= George Perry-Smith =

George Perry-Smith (10 October 1922 - 1 October 2003) was a chef and restaurateur, who opened the Hole in the Wall restaurant in Bath and ran it for 20 years. He introduced into British restaurant culture menus that were radically different from the norm in the 1950s, in terms of both the nature of the food and the range of dishes available.

==Early life==
George Perry Smith (he adopted the style Perry-Smith in adulthood) was born in Widnes, Lancashire, the son of a Methodist minister, whose changes of local appointments necessitated an unsettled life. Additionally, by the time he was 12 both his parents had died.
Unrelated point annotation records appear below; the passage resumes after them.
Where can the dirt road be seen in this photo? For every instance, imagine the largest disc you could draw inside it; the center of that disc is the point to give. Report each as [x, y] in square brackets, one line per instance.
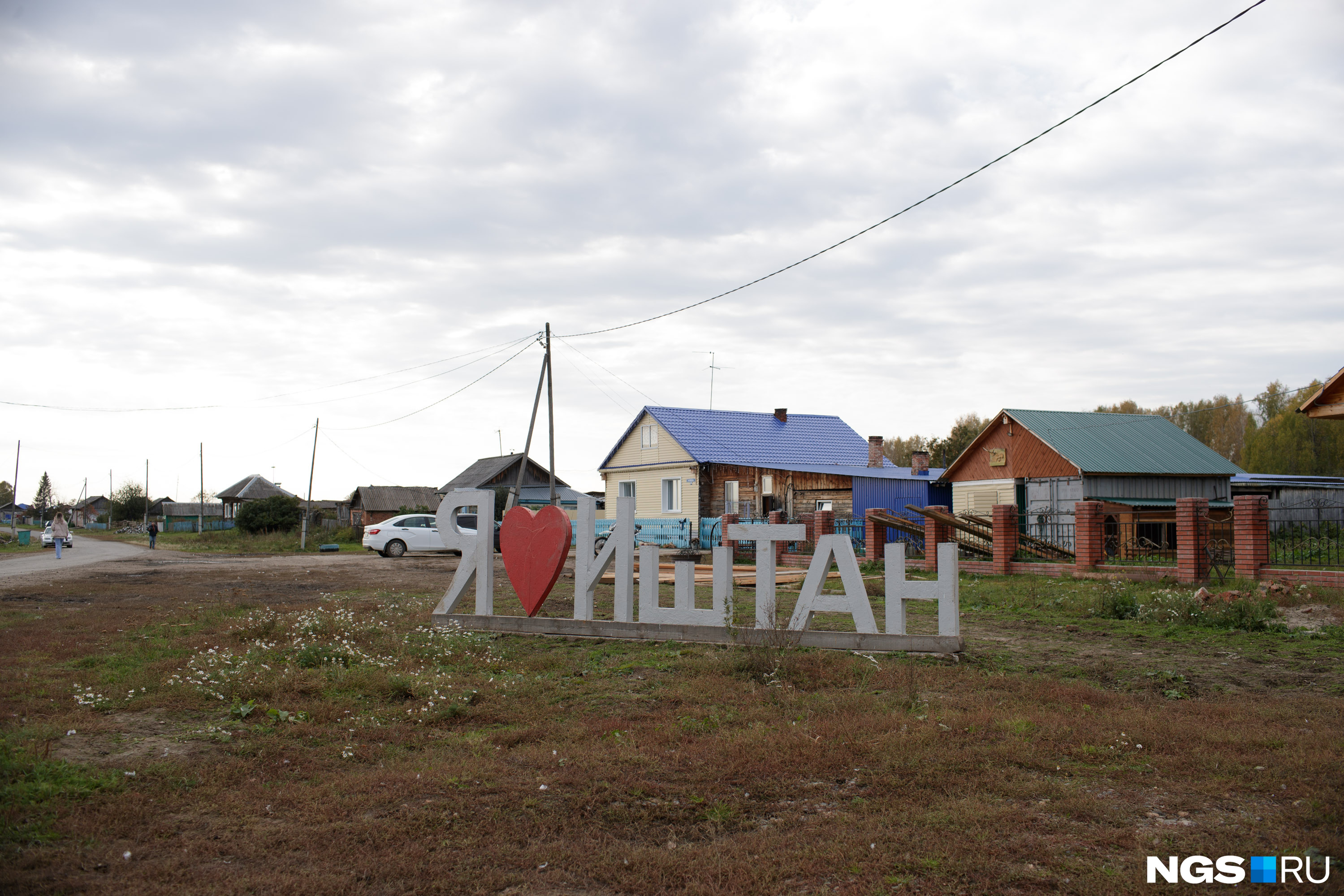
[85, 551]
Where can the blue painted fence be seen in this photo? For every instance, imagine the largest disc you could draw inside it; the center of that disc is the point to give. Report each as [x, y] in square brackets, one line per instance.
[212, 526]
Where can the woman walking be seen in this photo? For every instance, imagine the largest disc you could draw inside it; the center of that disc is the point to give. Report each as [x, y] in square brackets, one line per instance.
[60, 532]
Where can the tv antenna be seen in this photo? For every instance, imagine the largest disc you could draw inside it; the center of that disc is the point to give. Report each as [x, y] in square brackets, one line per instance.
[711, 368]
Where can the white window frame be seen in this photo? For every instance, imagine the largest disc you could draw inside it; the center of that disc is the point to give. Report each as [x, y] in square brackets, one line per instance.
[676, 495]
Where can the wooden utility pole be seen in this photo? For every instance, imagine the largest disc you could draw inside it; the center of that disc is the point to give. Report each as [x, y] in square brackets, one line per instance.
[527, 446]
[14, 499]
[308, 508]
[550, 406]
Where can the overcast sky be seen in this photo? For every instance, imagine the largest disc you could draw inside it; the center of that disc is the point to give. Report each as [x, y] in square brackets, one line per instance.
[218, 205]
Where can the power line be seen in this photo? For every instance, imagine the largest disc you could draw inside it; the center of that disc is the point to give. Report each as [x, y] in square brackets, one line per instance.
[316, 389]
[350, 429]
[803, 261]
[616, 375]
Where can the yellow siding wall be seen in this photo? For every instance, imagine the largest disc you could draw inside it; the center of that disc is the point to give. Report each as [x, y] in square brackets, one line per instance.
[671, 460]
[980, 496]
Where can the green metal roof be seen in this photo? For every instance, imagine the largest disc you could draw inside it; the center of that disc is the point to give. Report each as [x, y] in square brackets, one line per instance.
[1124, 444]
[1160, 503]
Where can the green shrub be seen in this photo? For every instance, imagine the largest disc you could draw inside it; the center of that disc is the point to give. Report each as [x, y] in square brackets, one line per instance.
[1119, 602]
[277, 514]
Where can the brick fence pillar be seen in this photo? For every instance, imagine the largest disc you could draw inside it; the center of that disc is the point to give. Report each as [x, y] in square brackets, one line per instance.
[1089, 535]
[774, 518]
[1250, 523]
[934, 535]
[1191, 539]
[723, 532]
[1006, 537]
[874, 535]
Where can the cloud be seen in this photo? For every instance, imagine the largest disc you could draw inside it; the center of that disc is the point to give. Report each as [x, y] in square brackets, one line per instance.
[206, 206]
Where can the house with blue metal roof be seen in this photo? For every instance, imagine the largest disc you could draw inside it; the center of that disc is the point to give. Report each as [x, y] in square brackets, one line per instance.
[695, 463]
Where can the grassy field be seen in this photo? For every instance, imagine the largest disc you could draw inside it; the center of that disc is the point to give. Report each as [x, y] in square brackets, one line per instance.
[238, 542]
[339, 745]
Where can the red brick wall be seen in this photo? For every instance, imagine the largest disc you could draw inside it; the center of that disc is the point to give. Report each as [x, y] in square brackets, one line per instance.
[1006, 537]
[1191, 539]
[934, 535]
[1250, 523]
[1089, 535]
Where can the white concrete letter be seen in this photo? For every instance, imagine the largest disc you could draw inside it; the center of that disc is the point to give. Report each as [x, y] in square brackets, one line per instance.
[946, 590]
[855, 598]
[765, 537]
[478, 549]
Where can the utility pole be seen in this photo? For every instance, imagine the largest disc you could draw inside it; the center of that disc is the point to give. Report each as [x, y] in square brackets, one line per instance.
[550, 406]
[308, 510]
[14, 500]
[527, 446]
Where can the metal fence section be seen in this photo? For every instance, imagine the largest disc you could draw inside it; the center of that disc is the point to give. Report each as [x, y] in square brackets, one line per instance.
[1049, 528]
[212, 526]
[710, 532]
[655, 531]
[1309, 534]
[1137, 542]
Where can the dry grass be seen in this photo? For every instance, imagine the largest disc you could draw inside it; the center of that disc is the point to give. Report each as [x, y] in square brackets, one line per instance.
[556, 766]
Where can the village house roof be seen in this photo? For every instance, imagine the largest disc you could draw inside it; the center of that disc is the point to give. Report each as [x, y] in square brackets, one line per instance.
[1327, 403]
[484, 473]
[1116, 444]
[389, 499]
[252, 488]
[749, 438]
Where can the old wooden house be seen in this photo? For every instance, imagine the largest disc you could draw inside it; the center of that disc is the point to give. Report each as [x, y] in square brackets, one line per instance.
[251, 488]
[1045, 461]
[502, 472]
[694, 463]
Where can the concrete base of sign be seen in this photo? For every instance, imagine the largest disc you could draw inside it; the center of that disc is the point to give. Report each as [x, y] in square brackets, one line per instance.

He was brought up by an aunt who sent him to Kingswood School in Bath. He went up to St John's College, Cambridge, to read Modern Languages, but his studies were interrupted by World War II. As a conscientious objector, he joined the Friends Ambulance Unit. He was introduced to cooking by Eric Green, a fellow member of the FAU, during a week working in the nurses' kitchen of Middlesex Hospital.

He returned to college after the war, and then spent two years in Paris teaching at the Sorbonne, where his interest in French cuisine blossomed.

===The Hole in the Wall Restaurant===
Returning from France, Perry-Smith headed for Bath, and was employed teaching French at Kingswood School, but he did not enjoy it. When a cafe in Bath known as The Cellar, the entrance to which was through an old coal store, came on the market, Perry-Smith and his partner, Kit Hammond-Spencer, bought it and opened a restaurant. US military clientele had nicknamed it The Hole in the Wall, and the name stuck.

He had no formal culinary training, but did have a natural talent for cooking. Taking inspiration from domestic cookery books, he developed many of his own recipes, but was also keen to follow the suggestions of the influential food writer Elizabeth David. Perry-Smith developed a drive for uncompromising excellence and was always anxious to buy fresh ingredients from local suppliers. He became widely acknowledged as the father of the best of post-war English cooking.

==Later life==
Perry-Smith sold the Hole in the Wall in 1972, tired of the attention it attracted. After the sale of The Hole he spent a short period in Bristol running the restaurant at The Bristol Guild.

Perry-Smith then spent some time travelling around Europe before settling in Helford, Cornwall, where he opened Riverside, a restaurant with rooms. Joyce Molyneux from the Hole in the Wall opened The Carved Angel at Dartmouth at about the same time. They continued to collaborate and share ideas. In retirement Perry-Smith remained in Helford, although he continued to travel extensively. Despite his influence on other cooks, he wrote not a single cookery book.